Зарубки памяти на скрижалях истории. Алгоритмы и ребусы русофобии Запада - страница 6
В то же время родители всегда были для меня высшими морально-духовными авторитетами. Я чтил их авторитет, поражался их высочайшей нравственности и праведности в повседневной жизни, поражался чистоте и спокойствию их личных взаимоотношений и взаимоотношений с односельчанами и родственниками. Но выбор я делал самостоятельно, и, как правило, родители никогда и не советовали мне, куда поступать и какую избрать специальность. Что я могу твердо сказать, так это то, что родители очень не хотели, чтобы после окончания школы я никуда не поступил и остался нахлебником родителей или стал рабочим местного совхоза или колхоза. Независимо от родителей и я сам не мыслил свое будущее после окончания школы в родительском доме. И это объяснимо повальным пьянством местной сельской молодежи и отсутствием каких-либо перспектив профессионального роста.
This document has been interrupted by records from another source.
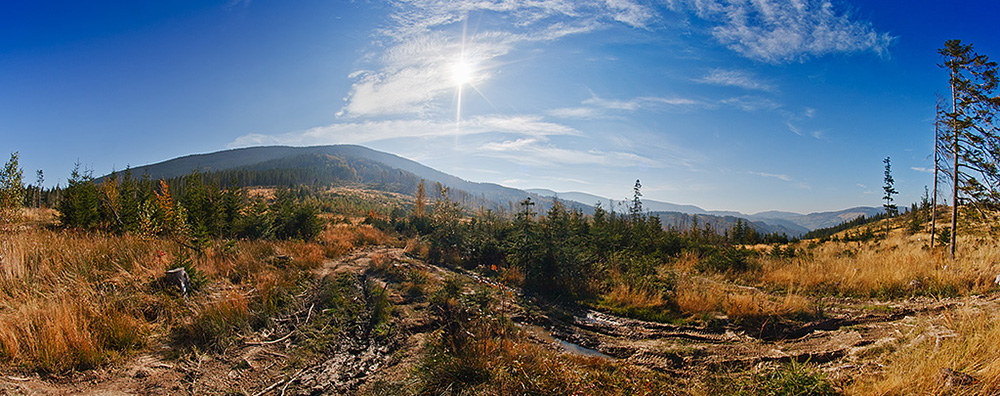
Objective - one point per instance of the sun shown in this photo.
(462, 73)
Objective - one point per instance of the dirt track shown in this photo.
(264, 363)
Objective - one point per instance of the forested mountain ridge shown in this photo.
(338, 165)
(358, 165)
(790, 222)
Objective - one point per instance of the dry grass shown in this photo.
(890, 268)
(91, 298)
(342, 238)
(625, 295)
(701, 297)
(961, 341)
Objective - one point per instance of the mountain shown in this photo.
(358, 165)
(341, 165)
(590, 199)
(684, 221)
(791, 223)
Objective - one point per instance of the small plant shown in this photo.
(791, 379)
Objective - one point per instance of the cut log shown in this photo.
(178, 276)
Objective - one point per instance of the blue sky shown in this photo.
(729, 105)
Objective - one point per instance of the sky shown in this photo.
(747, 105)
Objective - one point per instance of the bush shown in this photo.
(728, 260)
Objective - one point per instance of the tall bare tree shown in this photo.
(971, 129)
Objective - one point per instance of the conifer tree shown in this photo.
(972, 131)
(11, 191)
(891, 209)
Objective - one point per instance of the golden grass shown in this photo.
(625, 295)
(894, 267)
(342, 238)
(699, 297)
(73, 300)
(963, 341)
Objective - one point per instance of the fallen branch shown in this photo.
(269, 342)
(284, 388)
(281, 355)
(268, 389)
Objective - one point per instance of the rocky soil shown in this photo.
(269, 362)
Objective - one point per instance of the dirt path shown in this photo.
(841, 343)
(267, 361)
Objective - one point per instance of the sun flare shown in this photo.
(462, 73)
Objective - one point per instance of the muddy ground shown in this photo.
(269, 362)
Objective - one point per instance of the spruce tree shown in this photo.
(972, 131)
(891, 209)
(11, 191)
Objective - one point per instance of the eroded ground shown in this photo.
(285, 359)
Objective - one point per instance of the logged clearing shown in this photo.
(853, 344)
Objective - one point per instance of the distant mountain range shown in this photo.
(357, 165)
(790, 223)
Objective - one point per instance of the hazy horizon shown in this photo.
(751, 107)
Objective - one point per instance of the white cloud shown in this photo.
(576, 113)
(531, 151)
(772, 175)
(751, 103)
(371, 131)
(414, 72)
(735, 78)
(778, 31)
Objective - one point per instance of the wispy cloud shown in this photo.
(534, 151)
(735, 78)
(817, 134)
(412, 75)
(778, 31)
(371, 131)
(751, 103)
(598, 107)
(772, 175)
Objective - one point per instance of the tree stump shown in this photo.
(178, 276)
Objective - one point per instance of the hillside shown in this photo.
(793, 224)
(358, 165)
(339, 165)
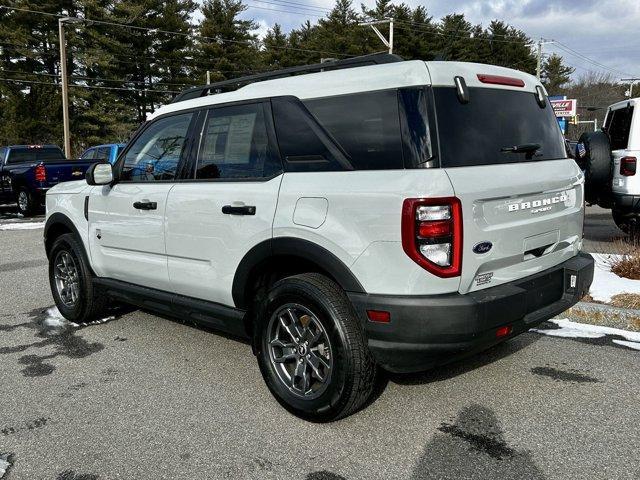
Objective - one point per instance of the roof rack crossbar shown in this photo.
(235, 83)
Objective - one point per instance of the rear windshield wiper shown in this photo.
(522, 148)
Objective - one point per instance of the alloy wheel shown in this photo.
(66, 278)
(300, 351)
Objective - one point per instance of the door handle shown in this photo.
(239, 210)
(145, 205)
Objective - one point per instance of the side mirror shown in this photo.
(100, 174)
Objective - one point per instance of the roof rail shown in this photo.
(235, 83)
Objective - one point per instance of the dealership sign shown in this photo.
(565, 108)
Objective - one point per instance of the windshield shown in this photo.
(486, 130)
(19, 155)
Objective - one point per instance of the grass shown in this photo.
(627, 263)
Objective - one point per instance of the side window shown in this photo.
(103, 154)
(366, 125)
(620, 127)
(89, 154)
(304, 145)
(155, 154)
(235, 144)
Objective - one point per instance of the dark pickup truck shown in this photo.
(28, 171)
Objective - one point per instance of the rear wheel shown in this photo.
(71, 282)
(595, 159)
(26, 203)
(312, 350)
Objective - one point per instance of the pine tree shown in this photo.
(226, 46)
(555, 75)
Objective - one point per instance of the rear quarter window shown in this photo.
(618, 126)
(366, 125)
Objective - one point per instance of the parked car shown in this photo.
(396, 215)
(27, 172)
(103, 153)
(609, 157)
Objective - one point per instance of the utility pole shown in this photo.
(64, 83)
(632, 80)
(387, 42)
(539, 63)
(541, 42)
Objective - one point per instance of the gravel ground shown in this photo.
(147, 397)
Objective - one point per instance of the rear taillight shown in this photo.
(628, 166)
(432, 234)
(41, 173)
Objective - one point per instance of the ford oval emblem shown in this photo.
(482, 247)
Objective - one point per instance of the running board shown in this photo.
(214, 315)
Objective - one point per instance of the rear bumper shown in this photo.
(626, 203)
(427, 331)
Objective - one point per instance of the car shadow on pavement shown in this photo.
(474, 446)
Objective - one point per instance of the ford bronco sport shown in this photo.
(377, 213)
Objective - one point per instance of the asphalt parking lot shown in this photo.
(146, 397)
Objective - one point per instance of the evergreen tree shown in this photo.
(555, 75)
(228, 48)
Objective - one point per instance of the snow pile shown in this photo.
(21, 226)
(569, 329)
(606, 284)
(4, 464)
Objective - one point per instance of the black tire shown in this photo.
(26, 203)
(89, 304)
(596, 162)
(351, 378)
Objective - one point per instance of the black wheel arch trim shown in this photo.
(296, 247)
(61, 219)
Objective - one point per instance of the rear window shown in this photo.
(20, 155)
(618, 126)
(475, 133)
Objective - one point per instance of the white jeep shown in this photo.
(609, 158)
(375, 213)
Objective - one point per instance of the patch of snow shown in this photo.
(22, 226)
(569, 329)
(624, 343)
(54, 319)
(4, 464)
(606, 284)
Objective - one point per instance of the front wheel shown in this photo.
(71, 282)
(312, 350)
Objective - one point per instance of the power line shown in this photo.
(162, 31)
(75, 85)
(575, 53)
(284, 11)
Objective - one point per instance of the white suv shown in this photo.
(396, 215)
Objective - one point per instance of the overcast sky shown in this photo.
(605, 31)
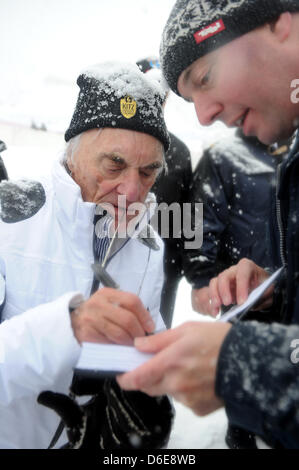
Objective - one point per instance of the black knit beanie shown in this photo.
(119, 95)
(197, 27)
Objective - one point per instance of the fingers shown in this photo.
(111, 316)
(131, 303)
(201, 301)
(149, 376)
(234, 284)
(154, 343)
(146, 378)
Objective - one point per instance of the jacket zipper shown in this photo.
(279, 221)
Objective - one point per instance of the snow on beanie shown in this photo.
(119, 95)
(197, 27)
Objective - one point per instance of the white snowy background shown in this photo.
(43, 47)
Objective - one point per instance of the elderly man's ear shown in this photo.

Да и какой мог быть профессиональный рост в небольшой деревне молодому человеку без высшего или среднетехнического образования и не имеющему никакой рабочей специальности?
Как бы то ни было, но при посредственной учебе по учебным программам шестых-десятых классов средней школы, при регулярных прогулах школьных занятий и при неизменных ежедневных деревенских уличных «тусовках» с «посиделками», танцами под деревенскую гармошку и ритуальными кражами яблок, малины или клубники в соседских садах и огородах я сохранял неизменную тягу к научно-популярным изданиям и мог их запоем читать в свободное время от школы и уличных гуляний. Правда, с таким же ненасытным чувством я поглощал и детско-юношескую литературу, такую, например, как «Всадник без головы», «Два капитана», «Как закалялась сталь», «Разгром», а также работы Дюма и Диккенса. Особенно ошеломляющее впечатление на меня произвели стихи Сергея Есенина и книга Михаила Шолохова «Тихий Дон».
Из-за любви к чтению я дружил с односельчанином Женей Черноусовым, который был на год или два старше меня и так увлекался чтением, что не дружил с деревенской компанией и не участвовал в наших ежевечерних «посиделках» и в краже яблок. Когда бы я к нему ни заходил в гости, он всегда читал очередную книгу. Мне было лень посещать школьную или сельскую библиотеку. Чаще всего я брал у Жени Черноусова рекомендованные им книги и читал их до утра после вечерних гуляний с деревенской компанией. Теперь я осознаю, что использовал бесконечную личную свободу детских и юношеских лет не всегда на пользу учебе, но нисколько об этом не жалею. Из сегодняшнего далека учеба в школе тянулась медленно и нудно. В старших классах школы я всегда был получужим и отстраненным от общешкольных дел и увлечений, потому что все друзья из моей уличной деревенской компании к этому времени бросили учебу в школе. Они или помогали родителям по хозяйству, или просто бездельничали.
Когда я был в своей подростковой компании, то дни были наполнены веселыми и рисковыми внешкольными гуляниями и событиями. Скажу откровенно и о самом плохом. Особым шиком считалось своровать бывшие в употреблении просмоленные креозотом железнодорожные шпалы, которые были штабелями сложены на откосах железнодорожного полотна. Ночью их надо было перетащить на собственной спине на довольно значительное расстояние до поселка, а затем продать по два рубля тем хозяевам, которые собирались ремонтировать свои деревенские избы или строить новые дома из старых шпал вместо самановых развалюх. Добытые деньги тратились без остатка на покупку самогона или денатурата. Особой доблестью считалось в эту же ночь купить на все добытые деньги спиртное и полностью его выпить. Чаще всего таким воровским времяпрепровождением мы занимались с моим закадычным другом Иваном Лучкиным. Он уже бросил школу и работал чернорабочим на железной дороге.